Aber wer erinnert sich nicht gerne an die Zeit von "Lady in Black", wo beim Tanzen entweder die eigenen Füße mehr auf denen der Dame standen, oder endlich der Klammerblues geübt werden konnte.
Die absoluten Highlights sind und bleiben "In the Park" und "Salisbury". Beim ersteren durfte ich dann als alter Hardrocker endlich meinen Hang zum Schönen zeigen (was in den 70ern nicht einfach war), und bei Salisbury waren dann auch die Damen egal - Genuss pur.
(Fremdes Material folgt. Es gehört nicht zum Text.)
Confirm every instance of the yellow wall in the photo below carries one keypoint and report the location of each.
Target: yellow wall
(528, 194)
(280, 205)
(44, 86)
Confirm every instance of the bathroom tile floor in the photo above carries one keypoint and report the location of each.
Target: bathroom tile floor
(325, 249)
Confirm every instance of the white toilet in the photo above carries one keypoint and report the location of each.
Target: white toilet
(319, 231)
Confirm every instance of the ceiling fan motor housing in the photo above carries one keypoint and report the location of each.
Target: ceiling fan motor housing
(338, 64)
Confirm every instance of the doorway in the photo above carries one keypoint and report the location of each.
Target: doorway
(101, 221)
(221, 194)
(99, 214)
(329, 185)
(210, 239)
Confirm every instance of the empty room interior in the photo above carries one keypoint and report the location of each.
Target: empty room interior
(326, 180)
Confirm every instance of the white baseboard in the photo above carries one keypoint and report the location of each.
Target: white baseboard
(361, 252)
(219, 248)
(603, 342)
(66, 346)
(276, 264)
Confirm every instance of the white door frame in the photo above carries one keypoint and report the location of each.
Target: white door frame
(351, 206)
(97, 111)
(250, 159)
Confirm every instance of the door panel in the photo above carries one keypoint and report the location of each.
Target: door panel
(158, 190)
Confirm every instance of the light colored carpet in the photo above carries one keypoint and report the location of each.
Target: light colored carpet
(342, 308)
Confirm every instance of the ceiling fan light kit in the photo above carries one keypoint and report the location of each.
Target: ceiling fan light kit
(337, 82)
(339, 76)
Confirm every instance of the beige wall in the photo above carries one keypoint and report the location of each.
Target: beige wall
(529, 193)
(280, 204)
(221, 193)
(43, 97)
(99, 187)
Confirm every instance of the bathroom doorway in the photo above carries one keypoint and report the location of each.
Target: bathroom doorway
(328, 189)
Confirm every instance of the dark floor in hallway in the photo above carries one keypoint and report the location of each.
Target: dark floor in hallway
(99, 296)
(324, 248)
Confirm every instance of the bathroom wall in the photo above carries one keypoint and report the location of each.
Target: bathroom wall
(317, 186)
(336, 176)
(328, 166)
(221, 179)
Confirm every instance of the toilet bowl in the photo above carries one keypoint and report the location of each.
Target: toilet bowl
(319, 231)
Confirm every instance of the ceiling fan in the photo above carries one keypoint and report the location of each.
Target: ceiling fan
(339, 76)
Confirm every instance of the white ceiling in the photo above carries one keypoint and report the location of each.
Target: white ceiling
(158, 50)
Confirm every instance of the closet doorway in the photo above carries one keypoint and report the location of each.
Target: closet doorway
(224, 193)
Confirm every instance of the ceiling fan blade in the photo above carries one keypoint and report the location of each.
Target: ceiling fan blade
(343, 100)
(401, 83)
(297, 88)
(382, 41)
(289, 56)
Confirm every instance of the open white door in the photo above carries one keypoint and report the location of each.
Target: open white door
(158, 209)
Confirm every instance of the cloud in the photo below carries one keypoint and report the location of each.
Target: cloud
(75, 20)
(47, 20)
Ich hatte das Stück "Salibury" seit ca. 20 Jahren nicht mehr gehört, aber es war so stark in meine Erinnerung gebrannt, dass ich fast jeden Themenwechsel wieder vorherhören konnte. Für mich hat Salibury ein Tor für Klassik geöffnet und gehört für mich in die gleiche Kategory wie April von Deep Purple.
An alle Hardrocker - heute wohl Heavy Metal - hört Euch das an und endscheidet selber.
Ich finde es nur schade, daß Ken Hensley und Mick Box diesen Weg nicht weitergegangen sind. Mit der Stimme von David Byron wäre alles möglich gewesen.
Einfach das beste Album von Uriah Heep!!